About a week ago, I told a true story on Facebook, about an episode where my husband was trying to do a mindful chore, that wound up becoming ‘mind-LESS’ instead! Who stands on a swivel chair, at the top of a flight of steps, to look UP in the ceiling and change an air filter? R U Kidding me. Now, I understand that he was trying to do a NICE thing- but don’t we tell our young children NOT to climb on Chairs- especially chairs on WHEELS?? The fact that this all took place at the top of the staircase was just the icing on the cake! Was he successful? NO??? Of Course the chair kicked out from under, flew down the hall, and he wound up flat on his back! Laying there… all by himself, until one of two dogs showed up and started panting in his face!

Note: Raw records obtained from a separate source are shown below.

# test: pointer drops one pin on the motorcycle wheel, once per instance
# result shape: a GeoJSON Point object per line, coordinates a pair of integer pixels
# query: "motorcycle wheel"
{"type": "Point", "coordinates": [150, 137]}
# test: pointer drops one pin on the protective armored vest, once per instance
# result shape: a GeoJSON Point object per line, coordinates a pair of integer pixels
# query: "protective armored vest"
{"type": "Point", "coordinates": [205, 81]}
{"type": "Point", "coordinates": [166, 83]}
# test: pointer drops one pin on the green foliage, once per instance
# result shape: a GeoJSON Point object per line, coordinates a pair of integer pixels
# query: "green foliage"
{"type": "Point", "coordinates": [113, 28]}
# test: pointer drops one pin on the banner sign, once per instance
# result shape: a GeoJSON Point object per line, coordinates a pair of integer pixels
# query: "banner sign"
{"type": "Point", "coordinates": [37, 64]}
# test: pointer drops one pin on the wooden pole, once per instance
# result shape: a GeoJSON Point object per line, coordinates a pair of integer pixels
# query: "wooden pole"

I wasn’t home, so I wasn’t privvy to all that went on, but when he relayed this story to me, he said the first thing that went through his head as he was falling was, “THANK GOD she’s not HERE!” (this being told to me while on the phone) I asked, “WHY??” (covering the mouthpiece in between silences) and he said, “Because I know you would have laughed your ASS off with that STUPID nervous laugh of yours, and I just didn’t want to HEAR it!”
With that acknowledgement having been said OUT LOUD- I BURST out laughing! It’s a terrible habit, … not even a Habit… just a ‘condition!’ When I get nervous, I LAUGH! OMG- my kids are just as bad… we are great fun at funerals and important meetings. I mean hold your sides, fall on the floor, laughing out loud! It’s Terrible!!!
I finally got myself under control enough to ask firstly, “HOW could you do something so friggin’ STUPID?” and then, “Are you OK?” He said, “Aside from dealing with the bad breath of the dog in my face… I’m a bit Sore.” There I went again! Hahaha! I pictured the whole scene with him, the dog, the chair – and once again I lost it! I couldn’t wait for the girls to come home and watch THEIR expressions as he told the story again! LOL!
OK…days go by, and he’s healing and I’m being as caring a wife as I know how to be: ie- “did you put ICE on it?” “Did you fix my chair?”
A week goes by, and the girls are leaving for school one morning, and these damn dogs- and every time I mention them, I think of a very dear friend of mine that called to my attention a few days ago- ‘WHY do you have your DOGS in almost EVERY BLOG you write??’- I got so annoyed with him when he asked me that? Why? Because it pissed me off that he was RIGHT! These dogs have taken over my LIFE! Jesus! See how they distract me? Here I’m trying to tell you about Karma, and once again, I’m talking about these Hoonts! ( my mom’s word, I think it’s Yiddish)
I’m dressed in a nightshirt – nothing else – the girls know to not let the dogs out when they leave, …but of course they carelessly let one out. I went to let him back in, TRIPPED over the ‘waste of fur’ that he is, and went flying!!! I can only say this: thank GOD my house is the end of the cul-de-sac, because Lord only knows what showed up, as I went Down.
I had a brand new ‘one sipped’ cuppa’ coffee in my hands, that went flying over every thirsty plant on the front porch and lawn, and I went down HARD. My left knee was a bloody mess, my right toe was already swelling up, and my right hand was feeling a bit queasy, if that’s possible? I sat there, wondering ‘who saw what’ and the girls came running to me,… LAUGHING of course!! “MOM! Are you OK?” (holding their sides) I said, “Get DAD.” Talk about the ultimate “pay back!” I couldn’t get up, because I was injured on two sides. I needed HIM, the one I’d Laughed at, to pick me Up. Ugh! Talk about ‘eating crow!’ He didn’t laugh, and I know it’s not because he’s caring, it’s because he was picturing the hard fact that HE would now be responsible for the laundry, cooking and cleaning! LOL!
I’m teasing about that… but it did make for a good ending to that ridiculous story, didn’t it? He was very helpful, never said, “See?” or, “Have a nice trip?”
I’m now threatening anyone and everyone that comes NEAR my scabbed over disgusting looking Knee, because I want to look good for the NAB conference in less than two weeks! That’s my incentive for having an invisible bubble surrounding me at all times right now, at least around my knee!
So if you Are going to the NAB, and we’ve never met, you’ll know it’s me, when you see a woman, approximately 5’7″, limping, because of a fractured foot and trying desperately to cover the Other leg that’s scabbed up. Yuck! I’ll be hard to miss- and when you shake my hand, please remember that that hand as of yesterday was finally able to close. Please be gentle! I can also guarantee you will see NO DOGS anywhere near me.
No Dogs. No Children. No Husband. I won’t know what to DO with myself?